Step back from the cgroup knobs and answer the five questions behind requests, limits, and QoS:

  • Why does it exist? Because the manual step is an ops engineer babysitting which process gets the CPU and which gets killed when memory runs low — a job humans do badly and inconsistently. Requests, limits, and QoS make that policy declared data the kernel and kubelet enforce identically every time.
  • What problem does it solve? It translates two YAML numbers into cgroup settings — CPU request → cpu.weight (ranks contested cycles), CPU limit → cpu.max quota (throttles), memory limit → memory.max (OOM-kills) — and derives a QoS class (Guaranteed/Burstable/BestEffort) that orders eviction and biases the kernel’s oom_score_adj.
  • What are the trade-offs? The two failure modes diagnose oppositely: a tight CPU limit throttles silently (check container_cpu_cfs_throttled_periods_total, not the average), while a tight memory limit is loud (OOMKilled, exit 137); and a PDB with minAvailable equal to the replica count protects availability but can deadlock a node drain forever.
  • When should I avoid the easy path? Don’t leave requests blank — a BestEffort Pod is evicted first and breaks the scheduler’s bin-packing and the HPA’s math; CPU and memory are not symmetric, so don’t reach for a memory “share” that doesn’t exist; and a ResourceQuota on requests.* is the cheapest way to force honest requests across a namespace.
  • What breaks if I remove it? Resource arbitration reverts to a human picking victims ad hoc; without requests the scheduler can’t reserve and the HPA can’t divide; without QoS and oom_score_adj the kernel kills arbitrarily under pressure; and without a PDB a node drain can zero a service mid-upgrade.
  1. A service has cpu: limit 200m and is reported as slow, but its average CPU graph sits well below 200m. What’s almost certainly happening, and which metric — not the average — confirms it?
  2. Explain why a memory request sets no runtime cgroup knob while a CPU request does. Tie it to “compressible vs incompressible.”
  3. You leave both requests and limits blank on every container. What QoS class do your Pods land in, and why is that dangerous under node pressure?
  4. Distinguish kubelet node-pressure eviction from the kernel OOM killer. When does each fire, and which one respects PodDisruptionBudgets?

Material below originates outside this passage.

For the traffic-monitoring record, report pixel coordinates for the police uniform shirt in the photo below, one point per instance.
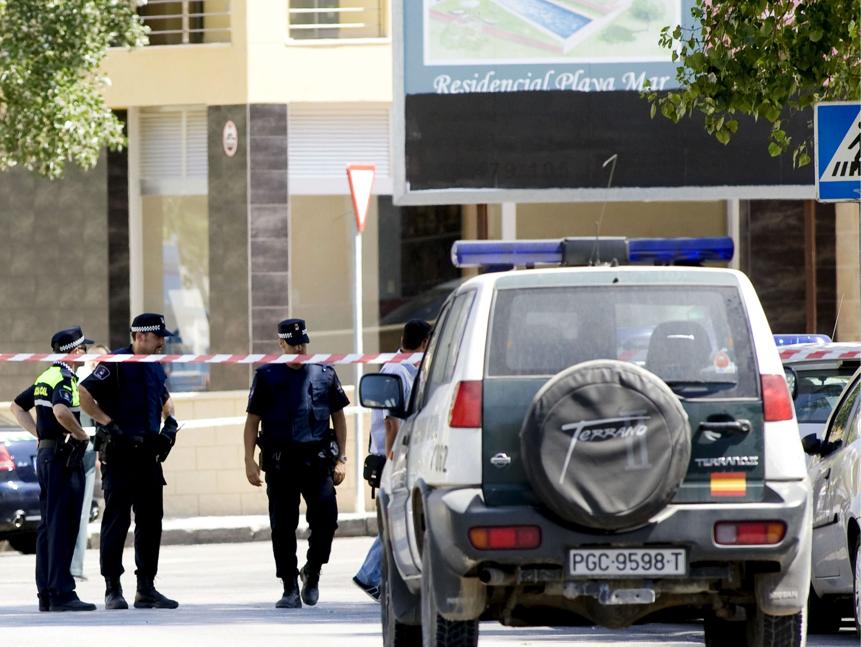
(131, 393)
(57, 385)
(294, 405)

  5. A team keeps shipping Pods with no resource requests, breaking scheduling and the HPA. Which single namespace object can make that impossible, and by what mechanism?
Show answers
  1. The container is being CPU-throttled: the 200m limit is a CFS quota (20ms per 100ms period), and it’s hitting the cap in sub-second bursts that the averaged graph smooths away. Confirm with container_cpu_cfs_throttled_periods_total (throttling counters), not the average CPU utilization.
  2. CPU is compressible — the kernel can hand out fewer cycles, so a request becomes a proportional weight (cpu.weight/cpu.shares) that ranks who gets contested CPU. Memory is incompressible — there’s no “a little less RAM,” so a memory request can’t be a runtime knob; it’s used only for scheduling and to bias the OOM ranking. The limit (memory.max) is the only hard memory knob.
  3. BestEffort — a Pod with no requests and no limits is BestEffort, which is evicted first under pressure and carries the kernel’s maximum oom_score_adj (1000): the cheapest Pod to kill, and one the scheduler can’t reserve for. (Setting only limits is different: Kubernetes copies each limit as the request, so a limits-only Pod actually lands in Guaranteed.)
  4. Kubelet eviction is proactive and orderly — it watches signals (memory.available, nodefs, etc.), waits grace periods on soft thresholds, ranks victims by QoS, and respects PDBs via the Eviction API. The kernel OOM killer is reactive and abrupt — it fires when allocation outruns the kubelet, killing a process instantly by oom_score_adj, ignoring PDBs and grace periods.
  5. A ResourceQuota that sets requests.cpu/requests.memory. Once it exists, the API server has to count every Pod’s requests against the quota, so it rejects at admission any Pod that omits them — making “no requests set” impossible in that namespace and restoring the scheduler/HPA math. (A LimitRange with defaults achieves a softer version by injecting requests.)